Я отнюдь не собираюсь принизить уровень образования Кена, потому что он был исключительно культурным человеком, с глубокими познаниями в истории, литературе и искусстве, и Дэвид, несомненно, многому научился у него. Не думаю, что культурные горизонты моего мальчика из Бромли были бы даже отдаленно столь же широкими, если бы Кен не взял на себя задачу их расширить.

Кена ни в коем разе нельзя считать и неспособным менеджером. Он был очень проницателен и с исключительно хорошими связями в своем “рука-руку-моет”-мире британских торговцев певцами (вот сучка эта Энджи!). Если бы Дэвид захотел избрать себе кабаре-дорожку к успеху и славе, они бы с Кеном танцевали и дальше свое душевное маленькое па-де-де.

Но это было невозможно. Слова, начертанные на Дэвидовской стене звучали: “РОК И РАДИКАЛЬНОСТЬ”, а не “КАБАРЕ И ПОДЧИНЕНИЕ” - неисправимая разница.

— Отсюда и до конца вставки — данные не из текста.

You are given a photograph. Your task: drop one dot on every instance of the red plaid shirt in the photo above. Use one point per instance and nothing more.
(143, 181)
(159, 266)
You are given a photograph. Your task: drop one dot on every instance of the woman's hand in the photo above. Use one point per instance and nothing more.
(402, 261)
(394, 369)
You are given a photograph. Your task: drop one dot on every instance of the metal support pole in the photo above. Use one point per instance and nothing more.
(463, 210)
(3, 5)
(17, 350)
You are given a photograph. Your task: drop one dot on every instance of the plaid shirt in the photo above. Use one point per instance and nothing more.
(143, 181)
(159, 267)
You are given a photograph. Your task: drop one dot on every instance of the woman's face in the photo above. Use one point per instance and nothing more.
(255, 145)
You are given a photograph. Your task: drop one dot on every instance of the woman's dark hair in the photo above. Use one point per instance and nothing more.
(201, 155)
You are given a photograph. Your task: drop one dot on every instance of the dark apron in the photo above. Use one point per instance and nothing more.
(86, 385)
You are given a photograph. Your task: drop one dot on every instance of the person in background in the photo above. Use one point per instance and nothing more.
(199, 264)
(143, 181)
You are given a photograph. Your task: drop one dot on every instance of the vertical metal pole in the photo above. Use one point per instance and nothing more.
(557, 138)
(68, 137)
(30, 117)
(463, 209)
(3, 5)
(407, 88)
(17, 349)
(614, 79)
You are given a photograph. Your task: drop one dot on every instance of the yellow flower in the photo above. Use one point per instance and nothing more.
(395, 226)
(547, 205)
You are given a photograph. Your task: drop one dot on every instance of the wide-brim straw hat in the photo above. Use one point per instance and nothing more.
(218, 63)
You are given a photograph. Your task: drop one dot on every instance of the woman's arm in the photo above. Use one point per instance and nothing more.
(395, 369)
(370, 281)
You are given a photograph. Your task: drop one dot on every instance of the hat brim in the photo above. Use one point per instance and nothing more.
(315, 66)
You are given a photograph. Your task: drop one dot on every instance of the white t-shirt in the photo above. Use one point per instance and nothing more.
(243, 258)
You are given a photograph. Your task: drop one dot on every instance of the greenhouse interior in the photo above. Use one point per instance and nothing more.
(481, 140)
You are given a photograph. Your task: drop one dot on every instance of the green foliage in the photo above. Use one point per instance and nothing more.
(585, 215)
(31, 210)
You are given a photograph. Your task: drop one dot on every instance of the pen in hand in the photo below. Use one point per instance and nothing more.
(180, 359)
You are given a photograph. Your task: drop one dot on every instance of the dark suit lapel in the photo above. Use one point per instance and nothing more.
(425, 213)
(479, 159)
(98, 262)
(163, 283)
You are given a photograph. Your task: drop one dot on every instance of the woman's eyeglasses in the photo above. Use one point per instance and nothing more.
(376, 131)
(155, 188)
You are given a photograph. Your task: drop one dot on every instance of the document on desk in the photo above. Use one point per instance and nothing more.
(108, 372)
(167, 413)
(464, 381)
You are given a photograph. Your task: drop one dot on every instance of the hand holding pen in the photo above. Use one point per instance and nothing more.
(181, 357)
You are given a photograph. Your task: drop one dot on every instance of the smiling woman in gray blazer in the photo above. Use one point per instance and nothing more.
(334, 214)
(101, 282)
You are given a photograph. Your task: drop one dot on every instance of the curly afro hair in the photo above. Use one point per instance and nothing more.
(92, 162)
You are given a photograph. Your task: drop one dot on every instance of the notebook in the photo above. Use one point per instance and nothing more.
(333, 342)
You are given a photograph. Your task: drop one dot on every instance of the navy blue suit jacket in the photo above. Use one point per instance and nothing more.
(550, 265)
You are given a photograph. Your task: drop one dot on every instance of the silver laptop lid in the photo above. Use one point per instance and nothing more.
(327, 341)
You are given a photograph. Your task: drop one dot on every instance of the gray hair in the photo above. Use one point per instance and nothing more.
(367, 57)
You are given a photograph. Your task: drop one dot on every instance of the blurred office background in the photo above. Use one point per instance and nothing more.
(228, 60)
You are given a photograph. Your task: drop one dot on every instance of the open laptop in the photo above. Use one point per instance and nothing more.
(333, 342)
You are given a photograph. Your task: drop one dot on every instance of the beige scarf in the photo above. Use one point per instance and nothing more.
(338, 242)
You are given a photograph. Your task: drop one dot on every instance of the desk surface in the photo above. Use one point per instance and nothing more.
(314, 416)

Проблема была и так ясна, но в ней было еще много заковык. Одним из элементов – самым важным – был извечный разрыв поколений. На дворе стоял 1970 год; разница в культурных подходах Дэвида, в его двадцать-три, и Кена, в его, приблизительно тридцать-пять, была устрашающей. Кен просто-напросто не мог врубиться в Дэвидовскую страсть к дзэну, макробиотике, вселенской любви и прочим атрибутам нового хиппи-мира. Для него, я уверена, поход на шоу в “Раунд-Хаузе” был глубоко чуждым икспириенсом. Возможно, вроде того сна, что мне как-то приснился:

Я оказалась на рэп-концерте, не имея ни малейшего представления, как я туда попала, в окружении людей на 20 лет моложе меня, одетых в кроссовки по 150$ и перевернутые задом-наперед бейсбольные кепки, а рэпперы с громкостью в миллион децибелл претенциозно выкрикивали угрозы своим приятелям, оскорбления женщинам, непристойности о том, о сем и об этом, и все кругом просто тащились.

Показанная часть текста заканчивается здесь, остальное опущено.